Когда они вернулись, было уже одиннадцать часов, почти все гости уже собрались, все они выглядели при ярком дневном освещении побледневшими и чувствовали себя неловко. Они вошли в тот самый момент, когда Берти, стоя у буфета, залпом выпивал свой коньяк.

— Берти провозглашает тост «Долой завтрак!»,— с иронической улыбкой проговорила Билли.

Наконец началась охота. В систему оборудования «Блэк Фореста» входило гранитное здание с паровым отоплением, в котором приехавший из Англии эксперт вместе со своим штатом помощников выращивал специально привезенных из-за границы фазанов — великолепных птиц бронзовой окраски с длинными пышными черными хвостами.

Перед открытием сезона откормленных птиц, прирученных настолько, что их кормили чуть ли :не с рук, сгоняли тысячами в лесную чащу. И вот являлись «охотники».

Сперва тянули жребий на партнеров по охоте, так как охотиться должны были парами: мужчина и женщина. Монтэгю досталась мисс Винсент — «Дождевая капелька в грязной луже». Затем Олли, назначенный руководителем церемонии, выстроил всех в ряд и указал направление, и вот по сигналу «охотники» вступили в лес. Каждого из них сопровождало двое егерей, которые несли запасные ружья и заряжали их, а слуги, шедшие впереди, должны были вспугивать птиц и поднимать их в полет.

До сих пор Монтэгю представлял себе охоту следующим образом; он пробирается сквозь заболоченный лес, состязаясь в зоркости с дикими утками, и с первого выстрела сносит им головы. Поэтому, когда прямо у него перед носом поднялась одна из птиц, он выстрелил, и фазан упал. «Так может продолжаться до бесконечности,— подумал Монтэгю,— это не охота, а просто безжалостное истребление птиц!» Ему стало противно. Но вспомнил он также, что фазаны все равно обречены в зимних снегах на гибель и что говорили, будто Робби отсылает убитых птиц в больницы. А сверх того на каждого охотника велся счет убитых фазанов, и мисс Винсент с искренним волнением следила за ним, так как сама неплохо стреляла и положительно сходила с ума от желания побить счет Билли Прайс и Чеппи де Пейстера, считавшихся первыми стрелками. Слева от Монтэгю была Бэби де Милль, которая совсем не умела стрелять, она делала один промах за другим, пыхтела и с завистью поглядывала в их сторону; а слуги позади него восторженным шепотом встречали каждую его удачу. Поэтому он продолжал стрелять до конца охоты и даже на обратном пути, когда шли по другому участку. Иногда фазаны взлетали парами, и он укладывал сразу обоих. А дважды, когда вспугнутая стая, смешавшись, полетела прямо на него, он успел схватить вторую винтовку и сбить две пары.
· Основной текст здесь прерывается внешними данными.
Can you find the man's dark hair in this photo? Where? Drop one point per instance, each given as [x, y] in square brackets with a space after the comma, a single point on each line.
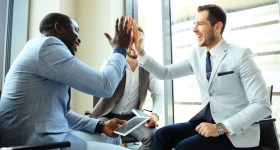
[216, 14]
[48, 22]
[140, 29]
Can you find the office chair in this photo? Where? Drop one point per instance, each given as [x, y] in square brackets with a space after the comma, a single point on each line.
[268, 139]
[45, 146]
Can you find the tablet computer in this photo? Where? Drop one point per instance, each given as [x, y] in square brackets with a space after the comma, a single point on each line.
[131, 125]
[139, 113]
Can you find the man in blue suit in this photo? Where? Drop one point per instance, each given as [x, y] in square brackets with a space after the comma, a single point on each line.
[232, 88]
[34, 106]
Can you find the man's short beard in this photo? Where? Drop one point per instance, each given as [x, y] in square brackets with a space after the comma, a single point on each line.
[133, 57]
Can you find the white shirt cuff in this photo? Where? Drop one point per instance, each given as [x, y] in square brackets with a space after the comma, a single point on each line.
[228, 126]
[142, 59]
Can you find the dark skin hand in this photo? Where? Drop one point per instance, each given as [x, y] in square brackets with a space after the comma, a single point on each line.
[123, 36]
[111, 125]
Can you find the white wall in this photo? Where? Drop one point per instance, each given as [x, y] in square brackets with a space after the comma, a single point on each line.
[95, 17]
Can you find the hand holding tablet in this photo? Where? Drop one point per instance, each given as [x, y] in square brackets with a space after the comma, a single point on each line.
[131, 125]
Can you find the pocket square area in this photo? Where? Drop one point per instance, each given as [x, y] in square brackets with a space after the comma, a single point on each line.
[225, 73]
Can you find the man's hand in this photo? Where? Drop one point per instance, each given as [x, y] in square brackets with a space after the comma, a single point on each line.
[111, 125]
[152, 122]
[207, 129]
[123, 35]
[139, 46]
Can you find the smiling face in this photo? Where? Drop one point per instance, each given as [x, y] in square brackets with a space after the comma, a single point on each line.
[131, 50]
[71, 37]
[207, 35]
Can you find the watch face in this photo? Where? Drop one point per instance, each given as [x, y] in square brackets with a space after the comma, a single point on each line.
[220, 128]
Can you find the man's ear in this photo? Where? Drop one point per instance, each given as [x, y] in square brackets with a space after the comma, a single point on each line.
[218, 26]
[58, 28]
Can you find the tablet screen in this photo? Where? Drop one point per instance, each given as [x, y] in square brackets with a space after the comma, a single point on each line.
[131, 125]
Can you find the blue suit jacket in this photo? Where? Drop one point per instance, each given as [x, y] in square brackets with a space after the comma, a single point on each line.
[33, 106]
[236, 89]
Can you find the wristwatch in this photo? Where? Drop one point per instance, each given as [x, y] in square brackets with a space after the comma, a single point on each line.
[99, 127]
[220, 128]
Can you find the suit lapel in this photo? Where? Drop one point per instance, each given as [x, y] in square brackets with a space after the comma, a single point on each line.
[220, 55]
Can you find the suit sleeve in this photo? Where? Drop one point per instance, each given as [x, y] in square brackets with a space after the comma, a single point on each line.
[81, 123]
[156, 94]
[255, 88]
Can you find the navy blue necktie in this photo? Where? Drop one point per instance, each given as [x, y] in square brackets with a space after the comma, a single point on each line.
[208, 74]
[208, 66]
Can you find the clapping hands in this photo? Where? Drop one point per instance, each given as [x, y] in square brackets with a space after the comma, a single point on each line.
[123, 35]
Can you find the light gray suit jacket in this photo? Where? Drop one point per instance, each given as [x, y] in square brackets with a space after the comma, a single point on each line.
[106, 105]
[33, 106]
[236, 89]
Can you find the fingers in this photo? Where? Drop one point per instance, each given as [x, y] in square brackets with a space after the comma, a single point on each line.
[121, 122]
[116, 26]
[121, 24]
[108, 37]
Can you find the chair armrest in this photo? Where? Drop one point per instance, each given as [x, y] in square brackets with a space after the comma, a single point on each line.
[43, 146]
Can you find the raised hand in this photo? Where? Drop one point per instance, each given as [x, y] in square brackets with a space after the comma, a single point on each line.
[123, 35]
[139, 46]
[111, 125]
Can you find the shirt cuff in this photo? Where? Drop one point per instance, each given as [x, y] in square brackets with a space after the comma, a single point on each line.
[228, 126]
[121, 51]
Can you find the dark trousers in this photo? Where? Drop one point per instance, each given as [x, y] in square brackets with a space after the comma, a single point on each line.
[182, 136]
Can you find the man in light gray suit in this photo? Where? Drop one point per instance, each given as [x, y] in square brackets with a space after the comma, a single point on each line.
[34, 106]
[232, 88]
[131, 94]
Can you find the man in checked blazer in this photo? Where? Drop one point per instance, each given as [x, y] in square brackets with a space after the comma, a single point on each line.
[234, 97]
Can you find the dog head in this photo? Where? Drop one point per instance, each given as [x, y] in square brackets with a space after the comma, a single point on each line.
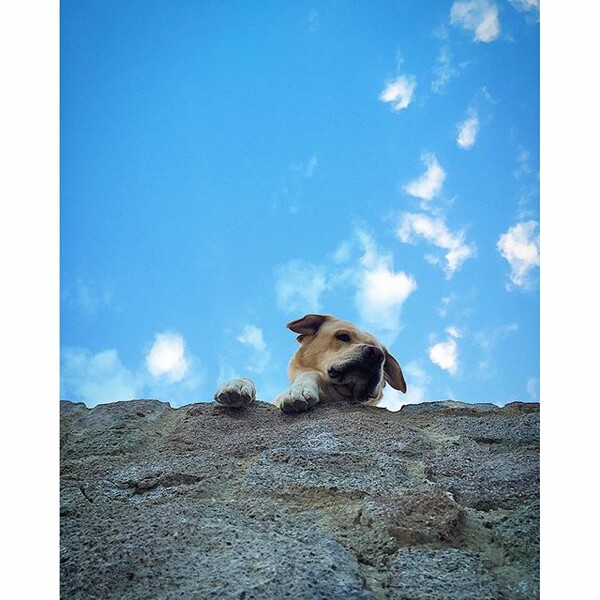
[351, 363]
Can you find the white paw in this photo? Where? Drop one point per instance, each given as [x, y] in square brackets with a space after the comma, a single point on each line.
[236, 393]
[297, 399]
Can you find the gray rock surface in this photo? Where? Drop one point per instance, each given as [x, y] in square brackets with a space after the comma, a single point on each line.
[437, 501]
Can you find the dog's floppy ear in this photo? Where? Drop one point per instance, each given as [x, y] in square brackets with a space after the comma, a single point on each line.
[307, 325]
[393, 373]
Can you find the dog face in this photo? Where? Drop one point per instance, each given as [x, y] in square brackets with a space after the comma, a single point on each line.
[350, 363]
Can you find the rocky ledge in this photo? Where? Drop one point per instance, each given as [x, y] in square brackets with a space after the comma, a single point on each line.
[439, 501]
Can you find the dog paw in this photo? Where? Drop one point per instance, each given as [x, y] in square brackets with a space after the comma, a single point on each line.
[236, 393]
[297, 399]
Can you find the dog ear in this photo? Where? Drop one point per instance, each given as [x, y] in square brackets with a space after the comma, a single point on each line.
[393, 373]
[307, 325]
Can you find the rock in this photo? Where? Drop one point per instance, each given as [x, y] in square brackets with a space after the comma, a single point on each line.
[345, 501]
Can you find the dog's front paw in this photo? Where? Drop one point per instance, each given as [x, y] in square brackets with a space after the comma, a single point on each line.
[297, 399]
[236, 393]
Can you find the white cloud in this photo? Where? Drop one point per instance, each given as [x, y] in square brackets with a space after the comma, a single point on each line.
[167, 357]
[299, 286]
[96, 378]
[428, 185]
[381, 290]
[467, 131]
[478, 16]
[414, 226]
[445, 355]
[444, 70]
[417, 381]
[520, 246]
[399, 92]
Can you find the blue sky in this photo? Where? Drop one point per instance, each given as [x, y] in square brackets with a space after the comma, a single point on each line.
[229, 167]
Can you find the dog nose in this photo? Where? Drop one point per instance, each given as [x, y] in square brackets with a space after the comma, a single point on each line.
[371, 353]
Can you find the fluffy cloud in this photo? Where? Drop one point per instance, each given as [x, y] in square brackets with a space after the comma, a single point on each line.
[467, 131]
[445, 354]
[299, 286]
[520, 246]
[415, 226]
[526, 5]
[96, 378]
[428, 185]
[478, 16]
[399, 92]
[167, 357]
[381, 290]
К концу охоты счет Монтэгю превышал на пятнадцать птиц счет его ближайшего соперника, и он со своей партнершей оказались победителями.
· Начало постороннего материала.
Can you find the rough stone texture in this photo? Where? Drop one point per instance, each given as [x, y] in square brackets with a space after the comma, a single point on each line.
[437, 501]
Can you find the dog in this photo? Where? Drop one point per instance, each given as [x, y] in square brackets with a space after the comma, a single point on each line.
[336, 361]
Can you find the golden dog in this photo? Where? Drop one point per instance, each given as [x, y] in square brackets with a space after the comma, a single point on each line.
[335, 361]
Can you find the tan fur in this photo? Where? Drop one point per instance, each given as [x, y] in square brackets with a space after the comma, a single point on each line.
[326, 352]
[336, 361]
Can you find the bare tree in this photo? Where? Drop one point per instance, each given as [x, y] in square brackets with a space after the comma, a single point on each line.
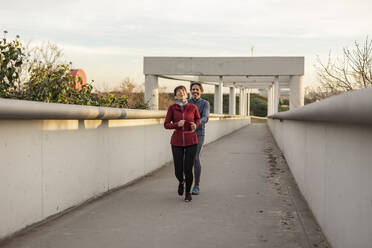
[352, 71]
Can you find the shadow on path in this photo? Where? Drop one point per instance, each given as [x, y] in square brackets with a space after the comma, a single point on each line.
[248, 199]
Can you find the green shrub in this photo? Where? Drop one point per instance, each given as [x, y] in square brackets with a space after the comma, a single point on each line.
[11, 59]
[47, 82]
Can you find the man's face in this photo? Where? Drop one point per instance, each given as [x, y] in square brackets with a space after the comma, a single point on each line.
[196, 91]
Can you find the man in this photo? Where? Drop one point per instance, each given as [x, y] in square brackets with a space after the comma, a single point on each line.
[203, 108]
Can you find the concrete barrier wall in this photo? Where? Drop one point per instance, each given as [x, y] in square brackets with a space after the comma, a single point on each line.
[330, 157]
[48, 166]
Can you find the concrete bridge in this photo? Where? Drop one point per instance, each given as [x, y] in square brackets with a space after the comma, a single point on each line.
[81, 176]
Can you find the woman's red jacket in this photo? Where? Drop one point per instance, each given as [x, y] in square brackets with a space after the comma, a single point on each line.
[182, 136]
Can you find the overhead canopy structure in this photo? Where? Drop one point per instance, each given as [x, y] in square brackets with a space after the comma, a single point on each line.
[245, 73]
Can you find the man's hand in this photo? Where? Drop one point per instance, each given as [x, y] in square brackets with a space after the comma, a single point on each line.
[193, 126]
[181, 123]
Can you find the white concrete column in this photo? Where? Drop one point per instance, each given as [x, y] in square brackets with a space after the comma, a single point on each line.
[241, 103]
[276, 95]
[152, 92]
[296, 92]
[245, 102]
[218, 91]
[249, 102]
[232, 101]
[269, 100]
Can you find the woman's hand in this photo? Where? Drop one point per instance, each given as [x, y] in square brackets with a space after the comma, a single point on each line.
[181, 123]
[193, 126]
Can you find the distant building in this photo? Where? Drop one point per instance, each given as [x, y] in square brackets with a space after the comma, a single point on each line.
[80, 77]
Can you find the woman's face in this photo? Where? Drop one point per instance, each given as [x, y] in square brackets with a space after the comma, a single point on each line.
[181, 95]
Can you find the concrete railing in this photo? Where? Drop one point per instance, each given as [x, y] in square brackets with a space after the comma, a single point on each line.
[55, 156]
[328, 147]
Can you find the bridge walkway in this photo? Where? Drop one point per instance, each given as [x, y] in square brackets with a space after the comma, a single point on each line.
[248, 199]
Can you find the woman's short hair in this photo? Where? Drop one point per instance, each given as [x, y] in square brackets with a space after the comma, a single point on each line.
[178, 88]
[198, 84]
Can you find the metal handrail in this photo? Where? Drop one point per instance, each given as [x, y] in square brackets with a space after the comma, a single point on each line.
[32, 110]
[351, 107]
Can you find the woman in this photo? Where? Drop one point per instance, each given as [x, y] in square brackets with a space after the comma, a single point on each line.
[184, 118]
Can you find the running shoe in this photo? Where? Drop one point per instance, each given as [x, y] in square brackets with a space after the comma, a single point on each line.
[181, 187]
[188, 197]
[196, 190]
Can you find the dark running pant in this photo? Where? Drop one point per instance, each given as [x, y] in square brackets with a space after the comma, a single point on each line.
[197, 166]
[183, 158]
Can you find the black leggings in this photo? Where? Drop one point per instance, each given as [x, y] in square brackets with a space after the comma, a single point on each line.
[183, 158]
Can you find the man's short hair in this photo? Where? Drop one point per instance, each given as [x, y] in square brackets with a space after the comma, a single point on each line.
[196, 83]
[178, 88]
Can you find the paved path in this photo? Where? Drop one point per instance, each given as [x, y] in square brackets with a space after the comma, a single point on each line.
[248, 199]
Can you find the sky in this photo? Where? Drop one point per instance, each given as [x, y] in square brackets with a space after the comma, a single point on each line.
[108, 39]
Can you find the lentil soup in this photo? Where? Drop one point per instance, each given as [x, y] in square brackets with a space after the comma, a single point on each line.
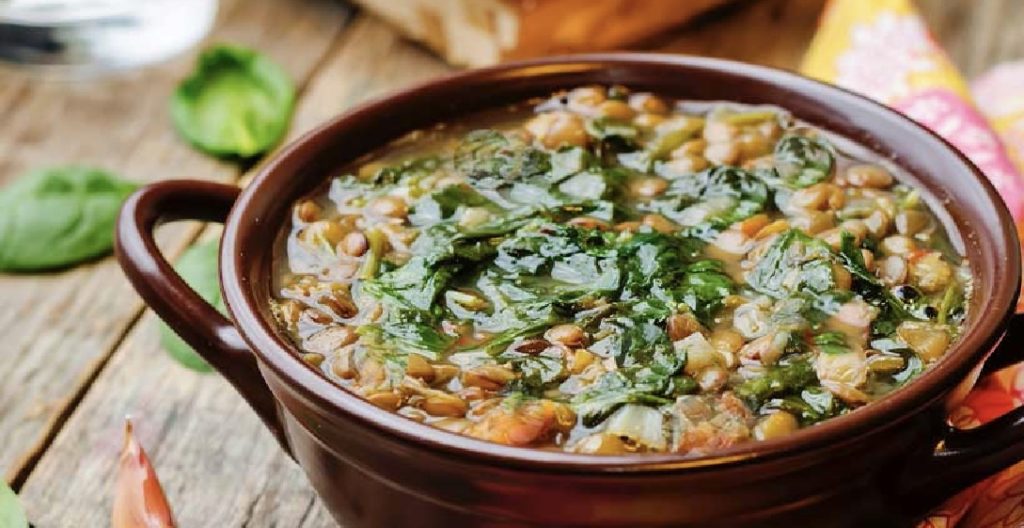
[607, 272]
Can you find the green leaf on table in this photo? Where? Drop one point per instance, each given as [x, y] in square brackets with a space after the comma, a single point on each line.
[56, 217]
[11, 513]
[237, 102]
[198, 266]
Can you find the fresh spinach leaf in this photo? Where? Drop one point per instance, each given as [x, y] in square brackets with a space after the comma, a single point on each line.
[198, 266]
[11, 513]
[237, 102]
[56, 217]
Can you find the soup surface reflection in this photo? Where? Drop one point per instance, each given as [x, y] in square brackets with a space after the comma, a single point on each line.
[609, 272]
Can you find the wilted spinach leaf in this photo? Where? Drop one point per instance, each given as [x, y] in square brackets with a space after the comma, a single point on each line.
[237, 102]
[813, 404]
[56, 217]
[608, 393]
[491, 159]
[802, 162]
[892, 310]
[198, 266]
[740, 193]
[795, 263]
[793, 375]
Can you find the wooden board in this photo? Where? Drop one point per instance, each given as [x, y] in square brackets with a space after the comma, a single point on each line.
[219, 467]
[58, 328]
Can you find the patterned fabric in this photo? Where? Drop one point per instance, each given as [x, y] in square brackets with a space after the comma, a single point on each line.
[882, 48]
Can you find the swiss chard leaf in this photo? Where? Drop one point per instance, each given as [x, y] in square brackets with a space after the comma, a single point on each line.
[56, 217]
[237, 102]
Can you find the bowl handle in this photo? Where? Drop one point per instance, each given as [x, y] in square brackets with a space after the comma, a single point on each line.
[964, 456]
[199, 323]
Все окружили его, поздравляя; первой, конечно, поздравила партнерша, за ней соперники, затем хозяин и хозяйка дома. Монтэгю почувствовал, что он неожиданно занял в этом кругу определенное место. Те, кто прежде просто не замечал его присутствия, теперь словно впервые его увидели. Гордые светские красавицы удостаивали его своим разговором, а Клэрри Мэйсон, ненавидевший де Пейстера, воспользовался случаем, чтобы досадить своему противнику. Что касается Олли, то он сиял от восторга.
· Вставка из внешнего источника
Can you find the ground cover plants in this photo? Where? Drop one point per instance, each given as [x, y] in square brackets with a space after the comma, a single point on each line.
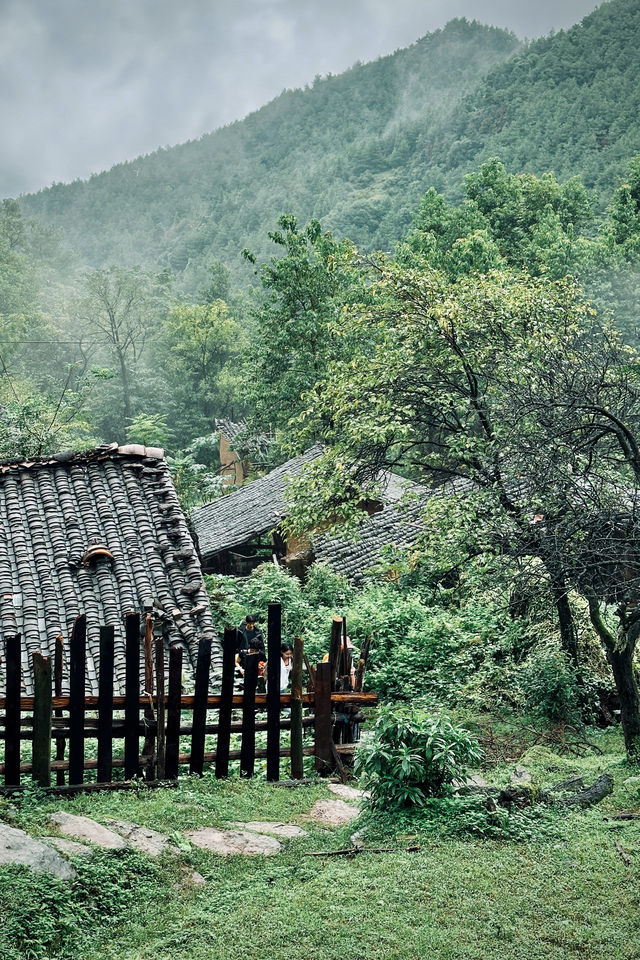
[535, 886]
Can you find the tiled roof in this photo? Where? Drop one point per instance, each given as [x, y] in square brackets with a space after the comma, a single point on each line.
[253, 509]
[397, 526]
[255, 446]
[52, 510]
[261, 505]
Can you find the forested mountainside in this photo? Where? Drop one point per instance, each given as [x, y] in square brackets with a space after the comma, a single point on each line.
[340, 150]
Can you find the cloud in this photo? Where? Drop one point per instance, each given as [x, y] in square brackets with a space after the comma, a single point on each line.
[85, 85]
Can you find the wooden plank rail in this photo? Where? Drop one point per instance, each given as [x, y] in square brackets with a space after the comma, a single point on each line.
[338, 697]
[249, 725]
[132, 696]
[77, 705]
[154, 712]
[60, 727]
[105, 705]
[274, 659]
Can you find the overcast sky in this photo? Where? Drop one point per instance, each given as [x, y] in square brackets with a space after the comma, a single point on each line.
[87, 83]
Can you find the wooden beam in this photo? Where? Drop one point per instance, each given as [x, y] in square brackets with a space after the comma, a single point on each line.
[41, 746]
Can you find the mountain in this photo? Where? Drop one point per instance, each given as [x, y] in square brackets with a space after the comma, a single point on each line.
[327, 151]
[358, 150]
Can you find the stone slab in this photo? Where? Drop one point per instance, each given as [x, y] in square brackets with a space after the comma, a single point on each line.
[142, 838]
[230, 842]
[519, 776]
[83, 828]
[69, 848]
[332, 813]
[348, 793]
[17, 847]
[287, 831]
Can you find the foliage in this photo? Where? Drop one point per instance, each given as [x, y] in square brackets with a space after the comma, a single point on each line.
[44, 918]
[411, 757]
[550, 685]
[195, 474]
[34, 423]
[306, 285]
[152, 430]
[350, 148]
[199, 348]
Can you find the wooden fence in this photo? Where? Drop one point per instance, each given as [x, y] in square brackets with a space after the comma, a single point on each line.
[59, 727]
— Я знал, что, когда дело дойдет до лошадей и охоты, ты проявишь себя,— шепнул он брату.

Предоставив слугам собирать дичь в телеги, компания вернулась домой, где победителям были вручены призы. Монтэгю преподнесли бритвенный прибор в тяжелом золотом футляре, украшенном бриллиантами, что его просто смутило. Эта вещь стоила никак не меньше одной-двух тысяч долларов. Он не считал себя вправе принимать столь ценный подарок как простой акт гостеприимства; едва ли от когда-нибудь сможет ответить тем же. Позднее Монтэгю понял, что Робби только и жил ради этого удовольствия — ставить в унизительное положение других.